Chi soffre di più il caldo estivo?
Con l’arrivo dell’estate e l’aumento delle temperature, molte persone iniziano a sentire i primi disagi legati al caldo. Ma non tutti reagiscono allo stesso modo al caldo afoso: ci sono categorie di individui che ne risentono in modo particolarmente intenso.
Chi ha un ritmo sonno-veglia alterato, ad esempio, spesso fatica a riposare bene durante le notti calde, e questo può portare a stanchezza, irritabilità e calo dell’attenzione di giorno. Il sonno disturbato è un problema comune tra chi vive in città, dove l’effetto isola di calore può far salire ulteriormente la temperatura notturna.
Particolarmente a rischio sono anche i soggetti con malattie croniche preesistenti, come problemi cardiaci, respiratori o diabetici.

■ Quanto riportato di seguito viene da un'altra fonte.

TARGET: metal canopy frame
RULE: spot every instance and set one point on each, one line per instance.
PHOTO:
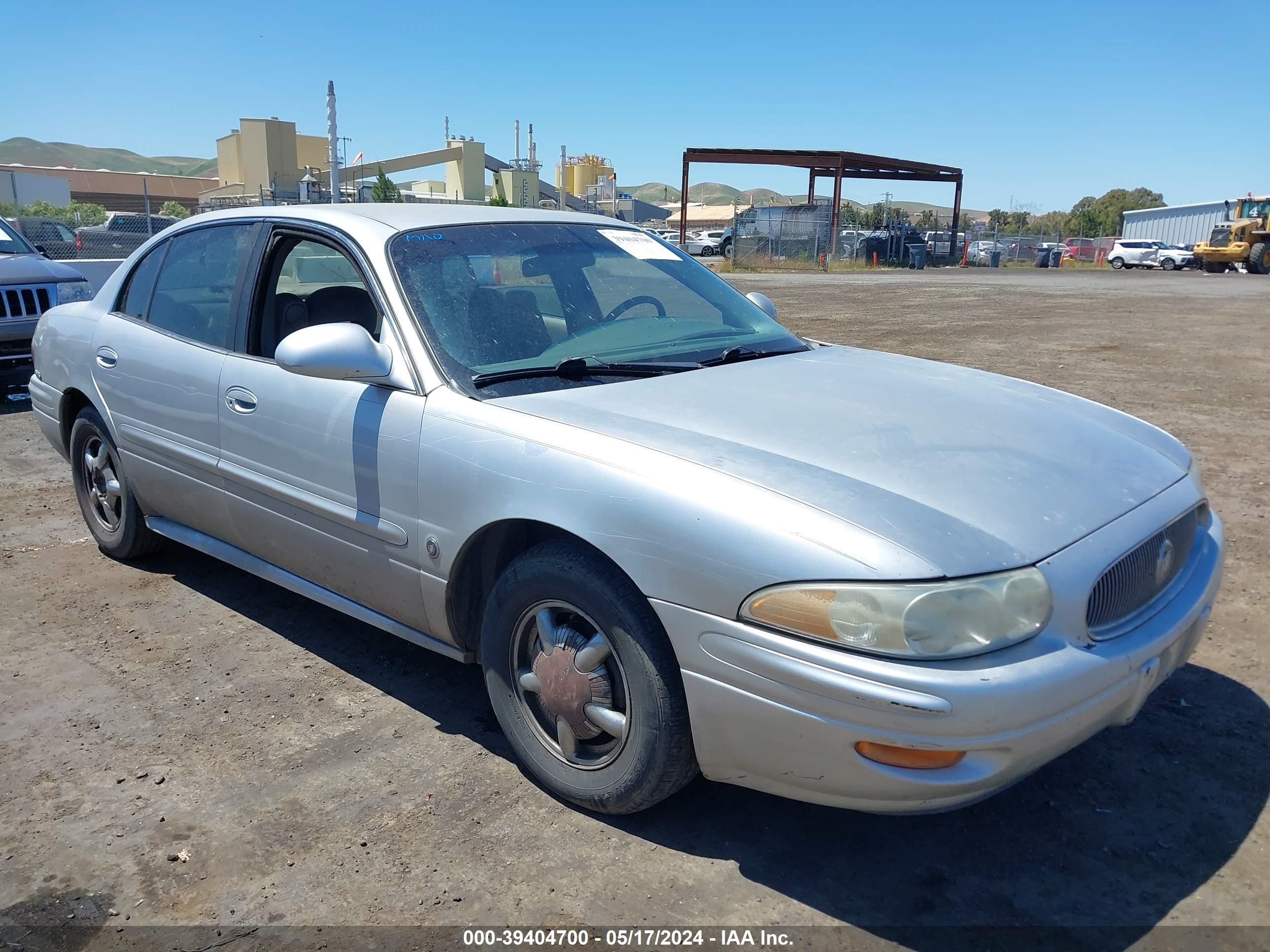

Il caldo intenso può aggravare queste condizioni, soprattutto se non si adottano adeguate precauzioni. Persone di ogni età possono essere colpite, ma gli anziani sono tra i più esposti a conseguenze serie.
Un altro gruppo delicato è quello delle persone che assumono farmaci in modo regolare. Alcuni medicinali, come quelli per la pressione o gli antidepressivi, possono interferire con la capacità del corpo di regolare la temperatura, aumentando il rischio di colpi di calore.
Infine, non va dimenticato chi non è autosufficiente: persone con disabilità o anziani non autosufficienti spesso dipendono dagli altri per idratarsi, rinfrescarsi o spostarsi in ambienti più freschi. Senza un’adeguata assistenza, possono trovarsi in situazioni pericolose senza neanche rendersene conto.
Conoscere chi è più a rischio aiuta a proteggere sé stessi e gli altri durante le ondate di calore. Un po’ di attenzione in più può fare la differenza.